It is known that a finite dimensional Hopf algebra $H$ over a field $k$ is a Frobenius algebra. Thus there is an isomorphism $H \cong H^\ast$ of left $H$-modules.
Question: Is it possible to write down such an isomorphism entirely in terms of the Hopf algebra, i.e. by product, coproduct, unit, counit and involution ?
This isn't an answer but a lengthy comment.
The proofs for the $H$-modul ismorphism $H \cong H^\ast$ I know of use (some variant of) the $H$-module isomorphism $I_L(H^\ast) \otimes_k H \cong H^\ast$ where $$I_L(H^\ast) = \lbrace g \in H^\ast \mid \forall f\in H^\ast: f\ast g = f(1) \cdot g \rbrace$$ is the space of left integrals of $H^\ast$ ($f \ast g$ is the convolution).

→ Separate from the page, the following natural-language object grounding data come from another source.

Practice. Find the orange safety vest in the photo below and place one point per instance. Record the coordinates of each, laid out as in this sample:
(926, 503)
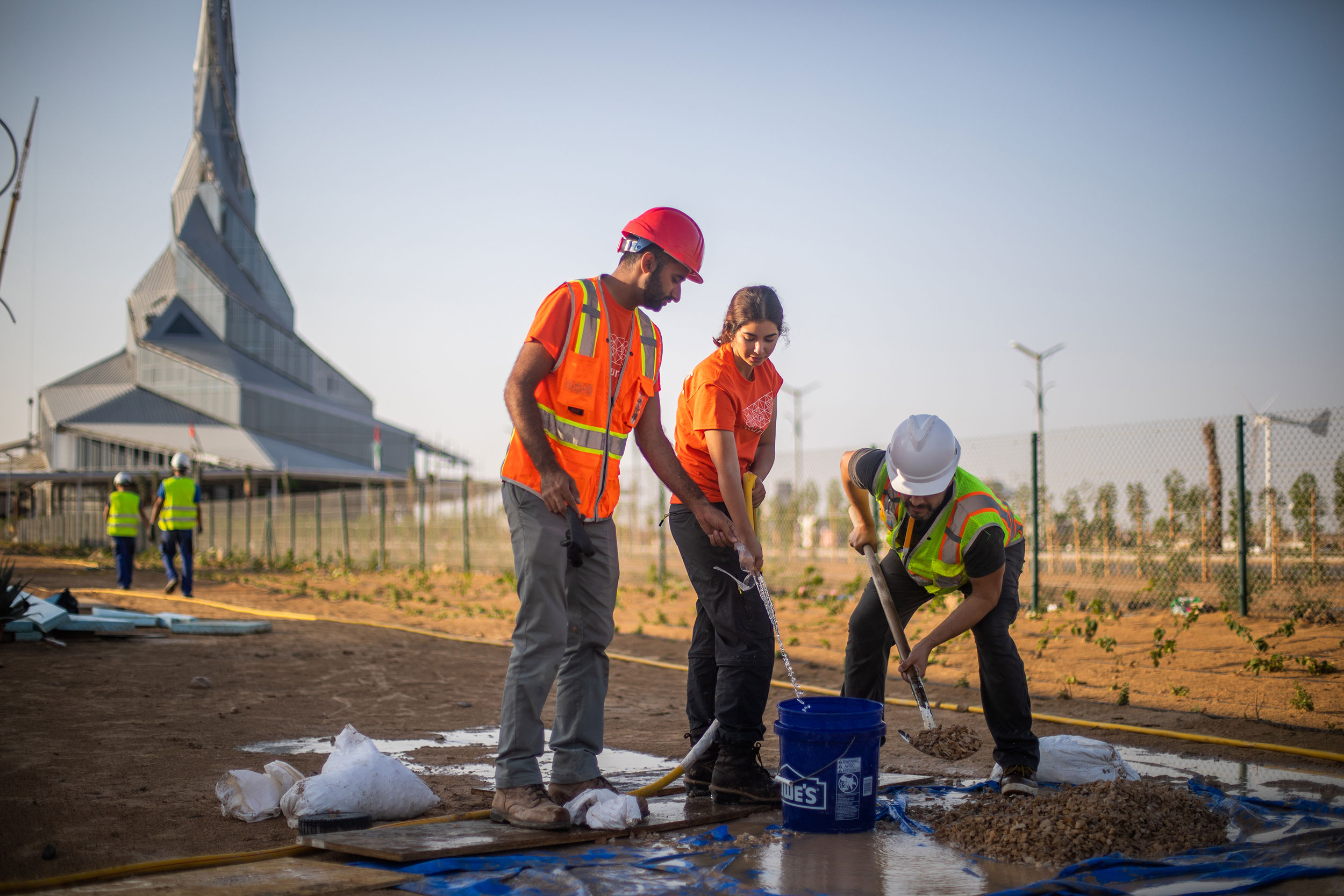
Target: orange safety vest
(587, 425)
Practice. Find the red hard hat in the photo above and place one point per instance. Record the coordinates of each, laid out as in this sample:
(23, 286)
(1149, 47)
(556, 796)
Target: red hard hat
(674, 232)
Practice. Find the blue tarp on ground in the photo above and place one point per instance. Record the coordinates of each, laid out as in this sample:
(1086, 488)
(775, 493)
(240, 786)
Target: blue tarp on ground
(639, 871)
(1273, 843)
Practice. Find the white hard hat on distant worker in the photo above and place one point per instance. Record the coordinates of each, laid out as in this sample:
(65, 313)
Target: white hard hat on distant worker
(924, 456)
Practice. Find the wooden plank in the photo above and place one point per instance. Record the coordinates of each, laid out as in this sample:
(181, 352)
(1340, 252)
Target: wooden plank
(418, 843)
(275, 878)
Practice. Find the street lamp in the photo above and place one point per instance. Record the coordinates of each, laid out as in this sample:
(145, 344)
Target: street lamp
(1041, 404)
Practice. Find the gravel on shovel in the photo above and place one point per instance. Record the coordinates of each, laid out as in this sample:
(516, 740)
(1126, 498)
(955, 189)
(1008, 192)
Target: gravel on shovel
(1139, 819)
(952, 743)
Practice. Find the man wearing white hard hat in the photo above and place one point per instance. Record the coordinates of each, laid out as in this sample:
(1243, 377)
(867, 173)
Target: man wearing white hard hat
(176, 513)
(124, 516)
(948, 532)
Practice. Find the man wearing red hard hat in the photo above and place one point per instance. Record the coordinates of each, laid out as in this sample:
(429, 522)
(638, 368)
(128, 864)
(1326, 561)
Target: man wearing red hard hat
(584, 383)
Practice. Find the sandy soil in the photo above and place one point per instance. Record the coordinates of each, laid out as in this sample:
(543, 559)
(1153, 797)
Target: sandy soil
(112, 758)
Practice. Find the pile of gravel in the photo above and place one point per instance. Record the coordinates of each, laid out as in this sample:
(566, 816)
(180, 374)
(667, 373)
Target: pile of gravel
(1139, 819)
(952, 743)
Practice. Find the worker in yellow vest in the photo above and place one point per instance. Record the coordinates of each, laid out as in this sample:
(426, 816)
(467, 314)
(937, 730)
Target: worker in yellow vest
(948, 534)
(175, 513)
(124, 516)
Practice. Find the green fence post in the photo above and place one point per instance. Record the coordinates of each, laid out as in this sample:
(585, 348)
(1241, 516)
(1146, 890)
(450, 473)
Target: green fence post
(1035, 524)
(270, 524)
(294, 518)
(1242, 590)
(663, 537)
(467, 526)
(382, 527)
(345, 524)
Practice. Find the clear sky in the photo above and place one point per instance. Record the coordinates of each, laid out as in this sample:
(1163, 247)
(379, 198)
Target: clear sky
(1160, 186)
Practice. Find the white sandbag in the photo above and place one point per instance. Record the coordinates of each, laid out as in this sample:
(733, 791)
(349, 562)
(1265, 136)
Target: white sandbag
(358, 778)
(616, 814)
(252, 797)
(1069, 759)
(248, 795)
(605, 811)
(284, 774)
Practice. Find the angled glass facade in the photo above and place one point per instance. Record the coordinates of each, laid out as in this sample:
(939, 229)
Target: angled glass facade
(211, 326)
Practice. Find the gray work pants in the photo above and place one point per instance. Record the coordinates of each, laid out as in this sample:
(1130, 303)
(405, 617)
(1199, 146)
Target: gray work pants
(561, 636)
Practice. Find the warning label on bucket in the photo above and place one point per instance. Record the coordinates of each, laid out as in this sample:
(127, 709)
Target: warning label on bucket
(847, 787)
(803, 793)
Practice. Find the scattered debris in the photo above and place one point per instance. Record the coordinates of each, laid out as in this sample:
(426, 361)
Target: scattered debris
(952, 743)
(1139, 819)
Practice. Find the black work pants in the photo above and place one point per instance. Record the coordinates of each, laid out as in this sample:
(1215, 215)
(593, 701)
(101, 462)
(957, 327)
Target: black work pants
(732, 653)
(1003, 680)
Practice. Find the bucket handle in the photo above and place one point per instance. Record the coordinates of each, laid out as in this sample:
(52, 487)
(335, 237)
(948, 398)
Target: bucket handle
(843, 754)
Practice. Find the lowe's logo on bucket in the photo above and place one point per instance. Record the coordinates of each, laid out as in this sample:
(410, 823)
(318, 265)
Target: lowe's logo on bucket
(802, 793)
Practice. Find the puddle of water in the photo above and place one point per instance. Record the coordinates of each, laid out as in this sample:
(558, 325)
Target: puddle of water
(630, 765)
(869, 864)
(1243, 779)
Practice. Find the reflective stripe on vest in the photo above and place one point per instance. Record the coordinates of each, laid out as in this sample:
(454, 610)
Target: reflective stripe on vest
(179, 508)
(585, 439)
(937, 564)
(589, 319)
(124, 515)
(648, 346)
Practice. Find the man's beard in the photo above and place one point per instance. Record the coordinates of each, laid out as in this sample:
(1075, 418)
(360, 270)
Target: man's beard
(654, 296)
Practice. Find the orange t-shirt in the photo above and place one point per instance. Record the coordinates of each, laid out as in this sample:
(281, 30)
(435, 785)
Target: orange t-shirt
(717, 397)
(553, 321)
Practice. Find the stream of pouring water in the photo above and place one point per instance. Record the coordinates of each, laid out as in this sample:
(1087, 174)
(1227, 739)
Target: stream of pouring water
(746, 562)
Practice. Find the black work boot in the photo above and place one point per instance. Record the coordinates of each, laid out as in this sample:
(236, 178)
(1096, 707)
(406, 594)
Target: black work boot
(702, 770)
(741, 778)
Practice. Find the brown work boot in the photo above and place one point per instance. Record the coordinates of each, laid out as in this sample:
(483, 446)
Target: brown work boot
(561, 794)
(741, 778)
(1018, 781)
(528, 806)
(702, 770)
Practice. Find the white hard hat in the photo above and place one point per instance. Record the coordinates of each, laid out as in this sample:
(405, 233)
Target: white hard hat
(923, 456)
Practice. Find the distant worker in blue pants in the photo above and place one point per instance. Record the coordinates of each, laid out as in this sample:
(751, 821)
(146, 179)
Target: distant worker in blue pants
(175, 513)
(125, 518)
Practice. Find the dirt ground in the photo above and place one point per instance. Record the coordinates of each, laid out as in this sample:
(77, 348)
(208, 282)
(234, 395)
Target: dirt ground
(111, 757)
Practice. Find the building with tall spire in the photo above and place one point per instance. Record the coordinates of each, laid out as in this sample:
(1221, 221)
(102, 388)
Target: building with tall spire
(213, 364)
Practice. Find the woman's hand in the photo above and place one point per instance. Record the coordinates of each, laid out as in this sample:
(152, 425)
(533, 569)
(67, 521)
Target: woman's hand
(918, 660)
(753, 544)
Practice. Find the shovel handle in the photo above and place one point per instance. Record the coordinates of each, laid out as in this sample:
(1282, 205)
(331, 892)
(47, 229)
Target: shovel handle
(898, 632)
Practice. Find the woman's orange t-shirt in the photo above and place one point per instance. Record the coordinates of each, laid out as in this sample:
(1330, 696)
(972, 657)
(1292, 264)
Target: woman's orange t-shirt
(717, 397)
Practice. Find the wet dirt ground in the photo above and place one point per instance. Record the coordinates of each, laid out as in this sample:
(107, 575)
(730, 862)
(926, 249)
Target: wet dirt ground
(108, 754)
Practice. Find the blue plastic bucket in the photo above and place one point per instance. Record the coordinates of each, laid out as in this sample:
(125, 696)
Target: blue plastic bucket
(828, 754)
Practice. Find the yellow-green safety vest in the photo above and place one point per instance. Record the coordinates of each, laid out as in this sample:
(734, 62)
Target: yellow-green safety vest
(179, 508)
(124, 515)
(936, 561)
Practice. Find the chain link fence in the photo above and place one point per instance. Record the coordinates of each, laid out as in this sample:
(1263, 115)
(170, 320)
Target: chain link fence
(1132, 516)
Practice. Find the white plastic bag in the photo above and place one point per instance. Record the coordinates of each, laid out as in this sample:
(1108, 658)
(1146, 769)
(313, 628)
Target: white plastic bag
(252, 797)
(358, 778)
(248, 795)
(1069, 759)
(605, 811)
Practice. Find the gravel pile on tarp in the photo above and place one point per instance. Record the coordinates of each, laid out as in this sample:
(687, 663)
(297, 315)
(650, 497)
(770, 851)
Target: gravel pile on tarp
(1139, 819)
(952, 743)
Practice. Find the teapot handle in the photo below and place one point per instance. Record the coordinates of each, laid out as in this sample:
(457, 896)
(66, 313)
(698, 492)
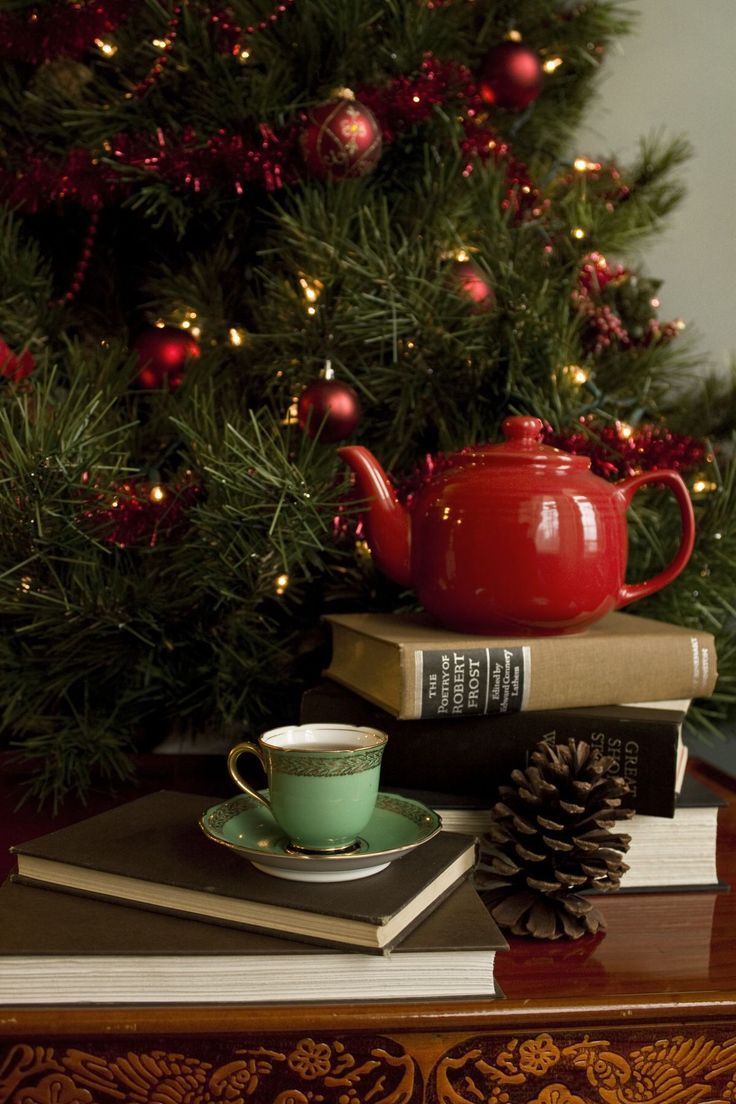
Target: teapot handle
(630, 592)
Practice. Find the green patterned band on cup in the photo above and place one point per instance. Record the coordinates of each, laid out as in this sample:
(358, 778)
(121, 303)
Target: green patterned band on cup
(329, 765)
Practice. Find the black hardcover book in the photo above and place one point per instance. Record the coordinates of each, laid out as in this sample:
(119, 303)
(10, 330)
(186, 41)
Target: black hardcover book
(152, 853)
(471, 755)
(59, 948)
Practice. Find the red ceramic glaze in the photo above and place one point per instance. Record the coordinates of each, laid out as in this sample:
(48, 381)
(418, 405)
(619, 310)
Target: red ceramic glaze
(516, 538)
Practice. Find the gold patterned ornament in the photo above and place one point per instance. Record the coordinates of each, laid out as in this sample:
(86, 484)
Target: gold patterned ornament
(341, 139)
(551, 839)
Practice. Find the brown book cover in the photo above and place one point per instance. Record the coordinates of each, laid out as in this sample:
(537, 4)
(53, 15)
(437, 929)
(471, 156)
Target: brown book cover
(152, 852)
(472, 755)
(412, 668)
(63, 948)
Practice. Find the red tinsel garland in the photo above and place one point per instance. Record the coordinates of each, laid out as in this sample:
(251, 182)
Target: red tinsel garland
(60, 30)
(139, 511)
(93, 179)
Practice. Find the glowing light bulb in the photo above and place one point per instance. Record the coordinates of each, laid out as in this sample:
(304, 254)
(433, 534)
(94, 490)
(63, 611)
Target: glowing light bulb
(106, 49)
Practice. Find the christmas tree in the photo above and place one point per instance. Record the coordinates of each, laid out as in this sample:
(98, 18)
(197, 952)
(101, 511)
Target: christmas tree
(236, 234)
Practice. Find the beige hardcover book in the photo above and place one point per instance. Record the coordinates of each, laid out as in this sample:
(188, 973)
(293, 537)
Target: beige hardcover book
(412, 668)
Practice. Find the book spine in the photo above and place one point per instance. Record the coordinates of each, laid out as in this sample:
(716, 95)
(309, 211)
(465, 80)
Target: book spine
(457, 682)
(471, 756)
(555, 672)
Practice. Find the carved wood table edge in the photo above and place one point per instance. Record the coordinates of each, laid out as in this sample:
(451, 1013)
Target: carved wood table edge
(644, 1014)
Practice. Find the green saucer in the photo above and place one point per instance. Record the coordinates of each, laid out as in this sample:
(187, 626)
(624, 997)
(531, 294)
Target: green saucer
(398, 825)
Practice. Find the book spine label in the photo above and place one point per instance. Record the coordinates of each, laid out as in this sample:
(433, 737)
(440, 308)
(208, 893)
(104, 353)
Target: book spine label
(459, 682)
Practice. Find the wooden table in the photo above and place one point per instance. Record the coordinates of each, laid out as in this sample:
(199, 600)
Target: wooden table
(644, 1014)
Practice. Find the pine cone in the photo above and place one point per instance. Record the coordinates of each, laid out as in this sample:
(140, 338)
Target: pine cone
(552, 838)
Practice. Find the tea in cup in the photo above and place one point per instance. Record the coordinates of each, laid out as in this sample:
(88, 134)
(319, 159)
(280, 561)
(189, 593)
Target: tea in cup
(322, 781)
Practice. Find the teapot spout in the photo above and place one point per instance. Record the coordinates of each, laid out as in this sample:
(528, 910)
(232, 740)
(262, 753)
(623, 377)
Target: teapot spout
(387, 524)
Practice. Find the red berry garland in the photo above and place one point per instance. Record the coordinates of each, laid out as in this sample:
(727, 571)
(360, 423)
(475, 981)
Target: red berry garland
(14, 367)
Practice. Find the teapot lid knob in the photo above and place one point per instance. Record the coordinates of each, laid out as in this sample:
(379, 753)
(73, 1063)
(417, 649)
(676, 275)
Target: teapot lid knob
(522, 428)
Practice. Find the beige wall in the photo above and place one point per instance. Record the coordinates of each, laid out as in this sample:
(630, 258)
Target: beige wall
(676, 75)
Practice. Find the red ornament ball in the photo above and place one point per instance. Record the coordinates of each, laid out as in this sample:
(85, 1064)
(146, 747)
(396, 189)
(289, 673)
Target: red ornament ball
(163, 352)
(329, 410)
(14, 367)
(341, 138)
(511, 76)
(472, 285)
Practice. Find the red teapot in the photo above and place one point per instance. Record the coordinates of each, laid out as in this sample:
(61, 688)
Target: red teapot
(518, 539)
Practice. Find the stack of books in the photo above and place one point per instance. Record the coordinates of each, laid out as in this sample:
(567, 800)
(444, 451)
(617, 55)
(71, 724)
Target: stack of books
(461, 712)
(137, 904)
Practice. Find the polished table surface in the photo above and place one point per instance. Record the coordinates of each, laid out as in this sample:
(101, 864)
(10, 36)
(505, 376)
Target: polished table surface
(642, 1012)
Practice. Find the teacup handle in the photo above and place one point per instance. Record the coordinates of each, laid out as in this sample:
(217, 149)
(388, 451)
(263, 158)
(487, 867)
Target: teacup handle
(630, 592)
(233, 755)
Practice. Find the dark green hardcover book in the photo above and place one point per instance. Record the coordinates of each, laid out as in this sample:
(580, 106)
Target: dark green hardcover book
(472, 755)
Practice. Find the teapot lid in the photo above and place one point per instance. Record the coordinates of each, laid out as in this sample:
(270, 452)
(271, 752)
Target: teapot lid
(523, 445)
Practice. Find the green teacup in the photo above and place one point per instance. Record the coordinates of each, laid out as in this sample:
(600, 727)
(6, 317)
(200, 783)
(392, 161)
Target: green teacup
(322, 781)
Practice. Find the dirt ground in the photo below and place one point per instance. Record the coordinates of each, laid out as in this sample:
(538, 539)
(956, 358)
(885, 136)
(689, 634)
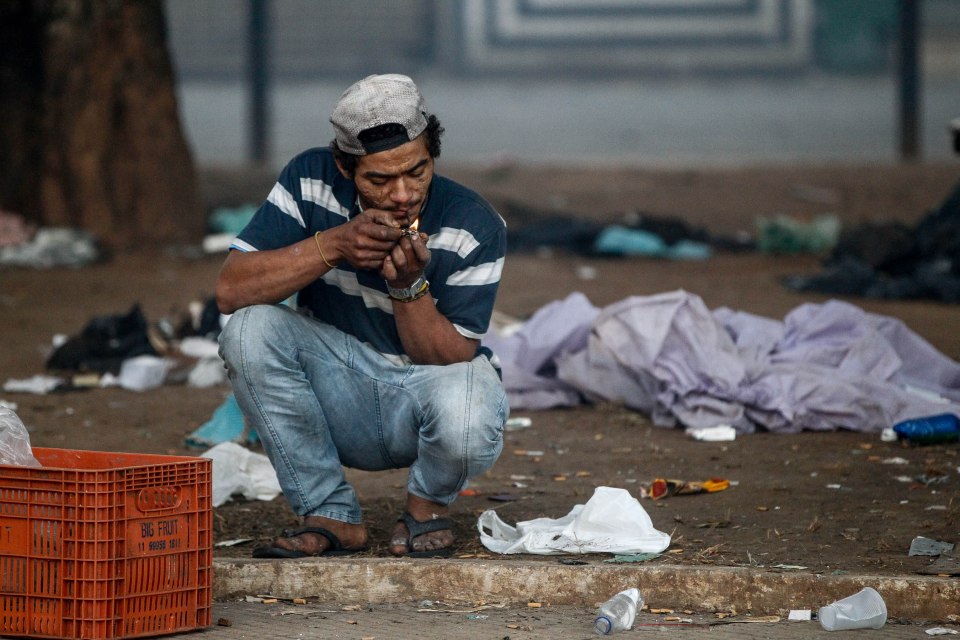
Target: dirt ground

A dimension argument shows that $I_L(H^\ast)$ is one-dimensional. If $\lambda$ is a non-zero left integral then $I_L(H^\ast) = k\cdot \lambda \cong k$ yields $H \cong H^\ast$ as left $H$-modules. This is just the isomorphism described by darij.
The problem is that the proof doesn't yield a formula for such a $\lambda$. Choose a $k$-basis $\lbrace e_1=1,e_2,...,e_n\rbrace$ of $H$ and suppose $\Delta(e_k) = \sum_{i,j}d_{ij}^{(k)}\cdot e_i \otimes e_j$. Set $D^{(k)} = (d_{ij}^{(k)}-\delta_{i,1}\cdot \delta_{kj})_{i,j=1,\dots,n}$. Expressing $\lambda$ as linear combination of the dual basis then leads to the system of linear equations $D^{(k)} x = 0$ $(k=1,...,n)$. As pointed out by Mariano it has a unique solution (up to scalars). Again, this is no closed formula, but it can be used in practise to compute integrals.